James estaba sonriendo ante ese recuerdo cuando oyó un grito y giró para ver a Corrie Tybourne-Barrett, una molestia que había estado en su vida casi tanto tiempo como llevaba en la suya, montando como un muchacho, con más agallas que cerebro, subiendo la colina, llevando a su yegua Darlene a una abrupta parada a no más de medio metro del borde del acantilado y a sólo treinta centímetros de él. Había que reconocérselo, James ni siquiera se movió. La miró, tan enojado que quería arrojarla al suelo. Pero se las arregló para decir en un tono bastante calmo:
– Eso fue estúpido. Llovió ayer y el suelo no está muy firme. Ya no tienes diez años, Corrie. Debes dejar de comportarte como un muchacho con lodo entre las orejas. Ahora haz retroceder a Darlene, despacio y con calma. Si no estás preocupada por matarte, podrías querer pensar en tu yegua.
Corrie lo miró hacia abajo y dijo:
– Admiro como puedes hablar tan tranquilamente cuando te está saliendo humo por las orejas.
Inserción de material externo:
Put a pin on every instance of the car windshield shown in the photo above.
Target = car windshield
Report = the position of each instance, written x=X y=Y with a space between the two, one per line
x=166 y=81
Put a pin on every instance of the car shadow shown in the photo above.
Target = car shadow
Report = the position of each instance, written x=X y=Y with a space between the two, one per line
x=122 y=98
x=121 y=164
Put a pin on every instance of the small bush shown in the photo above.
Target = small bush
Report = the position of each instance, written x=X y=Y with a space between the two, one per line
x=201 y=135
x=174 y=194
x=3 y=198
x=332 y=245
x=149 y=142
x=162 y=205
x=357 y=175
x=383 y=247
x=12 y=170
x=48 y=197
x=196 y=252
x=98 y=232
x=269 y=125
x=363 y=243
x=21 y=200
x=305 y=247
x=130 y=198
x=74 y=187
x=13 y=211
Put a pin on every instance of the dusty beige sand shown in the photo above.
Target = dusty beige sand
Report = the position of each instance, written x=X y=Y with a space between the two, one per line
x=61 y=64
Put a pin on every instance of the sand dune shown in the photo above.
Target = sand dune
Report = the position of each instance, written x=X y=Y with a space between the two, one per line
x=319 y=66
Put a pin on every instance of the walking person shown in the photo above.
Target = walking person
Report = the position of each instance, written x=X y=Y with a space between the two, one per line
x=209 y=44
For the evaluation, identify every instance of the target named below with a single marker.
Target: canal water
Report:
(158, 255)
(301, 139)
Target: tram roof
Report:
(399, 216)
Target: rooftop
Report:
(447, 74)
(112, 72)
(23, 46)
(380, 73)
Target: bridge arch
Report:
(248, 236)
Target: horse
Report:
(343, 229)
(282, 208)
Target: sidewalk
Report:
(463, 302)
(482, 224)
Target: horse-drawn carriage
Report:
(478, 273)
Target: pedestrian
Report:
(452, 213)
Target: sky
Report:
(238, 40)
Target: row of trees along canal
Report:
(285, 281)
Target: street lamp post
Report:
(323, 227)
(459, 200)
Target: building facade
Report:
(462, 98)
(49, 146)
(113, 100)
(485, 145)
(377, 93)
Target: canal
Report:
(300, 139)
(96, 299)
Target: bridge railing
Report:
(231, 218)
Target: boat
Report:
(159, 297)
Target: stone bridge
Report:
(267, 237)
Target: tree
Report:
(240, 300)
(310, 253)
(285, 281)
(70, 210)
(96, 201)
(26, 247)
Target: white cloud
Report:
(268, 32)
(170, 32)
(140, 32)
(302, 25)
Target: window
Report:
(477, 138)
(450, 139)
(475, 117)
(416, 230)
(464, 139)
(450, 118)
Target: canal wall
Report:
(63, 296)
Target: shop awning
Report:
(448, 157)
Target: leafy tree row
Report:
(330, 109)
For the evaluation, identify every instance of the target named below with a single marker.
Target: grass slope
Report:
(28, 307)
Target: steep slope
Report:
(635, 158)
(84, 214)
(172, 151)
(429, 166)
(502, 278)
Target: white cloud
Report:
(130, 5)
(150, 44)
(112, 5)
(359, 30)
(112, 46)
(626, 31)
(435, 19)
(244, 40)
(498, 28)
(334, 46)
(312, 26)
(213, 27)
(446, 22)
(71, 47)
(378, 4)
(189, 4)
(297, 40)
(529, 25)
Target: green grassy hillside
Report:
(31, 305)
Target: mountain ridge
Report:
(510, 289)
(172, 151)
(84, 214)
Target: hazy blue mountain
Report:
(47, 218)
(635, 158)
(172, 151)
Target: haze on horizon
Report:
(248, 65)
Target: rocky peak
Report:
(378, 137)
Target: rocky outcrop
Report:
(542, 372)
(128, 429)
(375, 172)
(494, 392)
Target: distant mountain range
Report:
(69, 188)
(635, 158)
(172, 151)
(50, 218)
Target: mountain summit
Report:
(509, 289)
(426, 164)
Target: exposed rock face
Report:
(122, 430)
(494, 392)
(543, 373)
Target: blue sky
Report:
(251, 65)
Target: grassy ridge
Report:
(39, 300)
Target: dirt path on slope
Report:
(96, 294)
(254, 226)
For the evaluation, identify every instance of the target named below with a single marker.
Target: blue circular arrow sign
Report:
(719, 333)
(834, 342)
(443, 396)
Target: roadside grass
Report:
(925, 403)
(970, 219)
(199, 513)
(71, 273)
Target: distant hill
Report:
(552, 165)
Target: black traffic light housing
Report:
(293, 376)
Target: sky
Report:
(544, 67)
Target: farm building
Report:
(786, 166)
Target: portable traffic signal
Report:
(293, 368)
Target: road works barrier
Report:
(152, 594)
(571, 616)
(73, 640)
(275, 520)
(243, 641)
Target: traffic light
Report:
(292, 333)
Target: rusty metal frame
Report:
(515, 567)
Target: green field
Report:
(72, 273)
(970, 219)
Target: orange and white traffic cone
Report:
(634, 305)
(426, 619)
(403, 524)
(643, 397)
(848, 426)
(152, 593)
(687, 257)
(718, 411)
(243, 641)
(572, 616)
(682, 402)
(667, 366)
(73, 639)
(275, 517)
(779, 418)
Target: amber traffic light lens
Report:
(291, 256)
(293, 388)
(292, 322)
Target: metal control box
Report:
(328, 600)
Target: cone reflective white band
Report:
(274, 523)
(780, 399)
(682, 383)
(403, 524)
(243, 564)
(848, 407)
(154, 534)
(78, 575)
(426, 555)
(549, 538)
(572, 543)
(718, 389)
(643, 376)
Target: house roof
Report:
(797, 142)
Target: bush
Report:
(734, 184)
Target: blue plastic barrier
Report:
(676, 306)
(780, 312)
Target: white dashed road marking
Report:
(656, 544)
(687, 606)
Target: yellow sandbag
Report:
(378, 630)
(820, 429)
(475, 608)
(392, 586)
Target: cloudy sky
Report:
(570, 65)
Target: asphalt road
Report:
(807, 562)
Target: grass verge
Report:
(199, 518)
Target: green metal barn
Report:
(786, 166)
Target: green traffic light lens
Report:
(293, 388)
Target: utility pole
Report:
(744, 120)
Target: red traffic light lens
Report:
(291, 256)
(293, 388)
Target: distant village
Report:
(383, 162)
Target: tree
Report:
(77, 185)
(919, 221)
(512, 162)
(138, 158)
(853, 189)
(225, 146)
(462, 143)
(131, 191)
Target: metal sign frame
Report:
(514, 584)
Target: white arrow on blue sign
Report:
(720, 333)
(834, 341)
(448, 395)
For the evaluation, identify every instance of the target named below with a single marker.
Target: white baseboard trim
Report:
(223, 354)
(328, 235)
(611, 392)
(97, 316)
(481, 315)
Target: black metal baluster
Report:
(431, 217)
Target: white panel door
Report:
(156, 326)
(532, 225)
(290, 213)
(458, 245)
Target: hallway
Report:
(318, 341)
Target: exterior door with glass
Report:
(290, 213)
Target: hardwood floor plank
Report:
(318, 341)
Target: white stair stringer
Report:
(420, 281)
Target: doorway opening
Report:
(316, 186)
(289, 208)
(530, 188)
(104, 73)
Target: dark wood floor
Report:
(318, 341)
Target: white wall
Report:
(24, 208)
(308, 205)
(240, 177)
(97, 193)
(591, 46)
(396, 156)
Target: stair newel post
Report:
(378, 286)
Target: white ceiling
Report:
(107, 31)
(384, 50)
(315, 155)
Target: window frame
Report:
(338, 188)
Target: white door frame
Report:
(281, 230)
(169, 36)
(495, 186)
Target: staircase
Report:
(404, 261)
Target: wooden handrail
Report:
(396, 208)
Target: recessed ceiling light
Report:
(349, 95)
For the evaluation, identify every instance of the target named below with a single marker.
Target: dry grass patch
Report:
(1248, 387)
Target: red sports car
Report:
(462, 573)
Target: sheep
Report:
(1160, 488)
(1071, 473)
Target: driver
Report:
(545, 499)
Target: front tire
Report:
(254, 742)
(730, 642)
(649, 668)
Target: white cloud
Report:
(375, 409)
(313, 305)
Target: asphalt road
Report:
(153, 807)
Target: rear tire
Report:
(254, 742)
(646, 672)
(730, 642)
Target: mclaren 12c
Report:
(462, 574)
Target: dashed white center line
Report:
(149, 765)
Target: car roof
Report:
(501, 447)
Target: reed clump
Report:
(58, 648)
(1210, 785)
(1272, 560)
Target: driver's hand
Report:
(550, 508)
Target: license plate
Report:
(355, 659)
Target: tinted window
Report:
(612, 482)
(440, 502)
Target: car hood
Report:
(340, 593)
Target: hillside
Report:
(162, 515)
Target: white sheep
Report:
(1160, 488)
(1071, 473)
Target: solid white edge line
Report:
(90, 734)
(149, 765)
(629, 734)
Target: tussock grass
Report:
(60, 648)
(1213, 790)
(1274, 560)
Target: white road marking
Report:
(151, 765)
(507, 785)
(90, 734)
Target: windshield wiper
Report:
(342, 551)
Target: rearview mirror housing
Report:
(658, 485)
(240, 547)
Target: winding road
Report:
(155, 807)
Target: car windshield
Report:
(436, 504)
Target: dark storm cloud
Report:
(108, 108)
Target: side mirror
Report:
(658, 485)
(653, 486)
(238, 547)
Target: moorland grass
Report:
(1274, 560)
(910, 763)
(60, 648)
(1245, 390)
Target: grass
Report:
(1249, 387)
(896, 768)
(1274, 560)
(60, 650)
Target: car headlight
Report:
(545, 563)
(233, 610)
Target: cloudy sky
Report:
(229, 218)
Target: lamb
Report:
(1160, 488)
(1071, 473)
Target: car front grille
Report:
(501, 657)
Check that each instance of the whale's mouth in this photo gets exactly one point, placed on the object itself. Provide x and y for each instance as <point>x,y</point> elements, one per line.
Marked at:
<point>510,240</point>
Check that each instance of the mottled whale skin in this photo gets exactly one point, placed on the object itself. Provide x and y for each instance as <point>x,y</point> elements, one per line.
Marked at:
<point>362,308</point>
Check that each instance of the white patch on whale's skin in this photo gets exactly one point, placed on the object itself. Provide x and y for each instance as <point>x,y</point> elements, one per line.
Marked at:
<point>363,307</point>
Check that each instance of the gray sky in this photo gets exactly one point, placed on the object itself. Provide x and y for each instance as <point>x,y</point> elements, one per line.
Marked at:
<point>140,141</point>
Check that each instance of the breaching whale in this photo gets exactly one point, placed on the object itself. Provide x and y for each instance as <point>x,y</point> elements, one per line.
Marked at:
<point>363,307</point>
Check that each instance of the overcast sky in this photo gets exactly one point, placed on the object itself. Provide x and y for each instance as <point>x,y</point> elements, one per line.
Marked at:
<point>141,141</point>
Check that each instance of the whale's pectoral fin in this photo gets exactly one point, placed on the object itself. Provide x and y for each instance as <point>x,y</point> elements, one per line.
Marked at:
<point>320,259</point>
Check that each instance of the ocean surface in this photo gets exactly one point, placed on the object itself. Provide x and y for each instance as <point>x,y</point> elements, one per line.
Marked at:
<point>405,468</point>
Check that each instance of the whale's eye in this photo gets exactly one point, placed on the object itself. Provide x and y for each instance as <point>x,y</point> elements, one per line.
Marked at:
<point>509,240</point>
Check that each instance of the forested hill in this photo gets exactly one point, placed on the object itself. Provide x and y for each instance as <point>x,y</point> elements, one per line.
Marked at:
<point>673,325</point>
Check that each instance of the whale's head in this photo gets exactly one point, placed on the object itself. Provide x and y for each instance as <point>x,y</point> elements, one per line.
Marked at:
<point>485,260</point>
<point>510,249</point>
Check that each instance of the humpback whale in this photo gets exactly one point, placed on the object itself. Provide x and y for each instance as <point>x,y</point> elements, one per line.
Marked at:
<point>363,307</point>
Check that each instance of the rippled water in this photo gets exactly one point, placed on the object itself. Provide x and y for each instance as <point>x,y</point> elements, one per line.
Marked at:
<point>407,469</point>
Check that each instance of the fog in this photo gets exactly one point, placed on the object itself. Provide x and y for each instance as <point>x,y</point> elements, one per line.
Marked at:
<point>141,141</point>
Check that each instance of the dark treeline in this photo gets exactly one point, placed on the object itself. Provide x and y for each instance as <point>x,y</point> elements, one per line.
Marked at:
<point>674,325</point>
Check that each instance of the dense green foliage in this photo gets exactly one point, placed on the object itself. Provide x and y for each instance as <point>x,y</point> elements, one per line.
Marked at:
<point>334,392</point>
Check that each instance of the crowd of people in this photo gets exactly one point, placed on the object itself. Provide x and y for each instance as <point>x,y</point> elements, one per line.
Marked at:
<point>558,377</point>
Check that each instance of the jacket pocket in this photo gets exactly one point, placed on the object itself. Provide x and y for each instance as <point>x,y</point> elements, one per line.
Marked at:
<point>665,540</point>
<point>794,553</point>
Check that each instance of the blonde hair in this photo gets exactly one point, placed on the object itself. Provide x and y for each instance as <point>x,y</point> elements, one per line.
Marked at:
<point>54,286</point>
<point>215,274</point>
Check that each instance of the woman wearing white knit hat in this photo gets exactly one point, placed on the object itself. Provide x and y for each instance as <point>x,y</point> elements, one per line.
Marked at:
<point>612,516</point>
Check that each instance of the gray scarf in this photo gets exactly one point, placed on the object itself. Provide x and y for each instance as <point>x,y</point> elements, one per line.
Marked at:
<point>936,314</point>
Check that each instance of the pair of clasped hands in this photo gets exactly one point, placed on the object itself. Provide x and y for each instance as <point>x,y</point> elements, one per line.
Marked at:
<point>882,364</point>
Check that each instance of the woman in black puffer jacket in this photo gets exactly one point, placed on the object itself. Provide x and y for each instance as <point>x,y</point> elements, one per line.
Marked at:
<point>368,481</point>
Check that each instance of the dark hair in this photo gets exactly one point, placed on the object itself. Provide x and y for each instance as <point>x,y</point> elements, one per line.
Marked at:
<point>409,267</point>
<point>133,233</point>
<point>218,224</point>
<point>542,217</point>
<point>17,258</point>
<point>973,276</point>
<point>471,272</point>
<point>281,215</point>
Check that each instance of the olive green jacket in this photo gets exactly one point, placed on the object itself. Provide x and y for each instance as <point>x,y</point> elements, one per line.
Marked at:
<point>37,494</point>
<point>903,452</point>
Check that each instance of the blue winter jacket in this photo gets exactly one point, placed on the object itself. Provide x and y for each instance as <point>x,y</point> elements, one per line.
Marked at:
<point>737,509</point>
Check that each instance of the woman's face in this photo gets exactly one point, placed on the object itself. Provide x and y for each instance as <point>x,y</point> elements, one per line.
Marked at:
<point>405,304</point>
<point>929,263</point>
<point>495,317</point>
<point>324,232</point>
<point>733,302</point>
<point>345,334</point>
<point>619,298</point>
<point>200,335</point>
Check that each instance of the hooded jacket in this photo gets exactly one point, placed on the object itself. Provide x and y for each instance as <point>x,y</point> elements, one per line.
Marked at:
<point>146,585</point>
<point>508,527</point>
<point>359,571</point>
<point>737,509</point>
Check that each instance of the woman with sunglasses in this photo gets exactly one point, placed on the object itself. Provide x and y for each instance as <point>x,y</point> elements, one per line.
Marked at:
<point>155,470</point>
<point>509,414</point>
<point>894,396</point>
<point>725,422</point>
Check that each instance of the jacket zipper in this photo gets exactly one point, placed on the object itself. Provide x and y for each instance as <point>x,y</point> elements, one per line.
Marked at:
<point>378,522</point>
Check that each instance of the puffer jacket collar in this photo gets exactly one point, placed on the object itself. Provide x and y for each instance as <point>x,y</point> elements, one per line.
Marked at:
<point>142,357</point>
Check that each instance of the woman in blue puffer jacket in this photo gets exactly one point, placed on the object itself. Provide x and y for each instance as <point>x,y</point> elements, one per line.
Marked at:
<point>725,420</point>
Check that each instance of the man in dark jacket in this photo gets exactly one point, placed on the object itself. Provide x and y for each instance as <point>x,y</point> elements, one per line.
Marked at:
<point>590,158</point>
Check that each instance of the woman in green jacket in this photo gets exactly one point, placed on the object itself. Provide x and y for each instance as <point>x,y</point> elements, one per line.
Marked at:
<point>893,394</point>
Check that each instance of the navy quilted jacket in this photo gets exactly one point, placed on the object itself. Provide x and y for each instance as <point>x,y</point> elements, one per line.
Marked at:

No me engañas ni por un segundo, James Sherbrooke.
Lo miró con desdén y chasqueó la lengua a su yegua justo hacia él, casi derribándolo. Él dio un paso al costado, palmeó el hocico de Darlene y dijo:
– Tienes razón. Me está saliendo humo de las orejas. ¿Recuerdas ese día que quisiste probar lo habilidosa que eras y montaste ese semental medio salvaje que mi padre acababa de comprar? Ese maldito caballo casi me mató cuando estaba intentando salvarte, lo cual, como tonto que era, hice.
– No necesitaba que me salvaras, James. Era habilidosa, incluso a los doce años.
– Supongo que planeabas tener las piernas envueltas alrededor del cuello de ese caballo, sosteniéndote, gritando. Ah, esa fue una medida de tu habilidad, ¿cierto? Y no olvides la ocasión en que le dijiste a mi padre que yo había seducido a la esposa del catedrático en Oxford, sabiendo que estaría furioso conmigo.
– Eso no es cierto, James. No estaba furioso, al menos no al principio. Primero quería pruebas, porque dijo que no podía imaginar que fueras tan estúpido.
– No era estúpido, maldita seas. Me llevó dos meses enteros convencer a padre de que era todo obra tuya, y tú te quejaste y lloriqueaste que era sólo una pequeñísima broma.
Ella sonrió.
– Hasta descubrí el nombre de una de las esposas de los catedráticos para hacerlo más creíble.
Él se estremeció, recordando claramente la expresión en el rostro de su padre.
– ¿Quieres saber algo, Corrie? Creo que hace mucho tiempo que alguien debería haberte enseñado lo que son los modales. -Sin advertencia, James la tomó del brazo, la hizo descender del lomo de Darlene y la arrastró hasta una roca. Se sentó y la colocó entre sus piernas. -Esta zurra ha sido necesaria por mucho tiempo.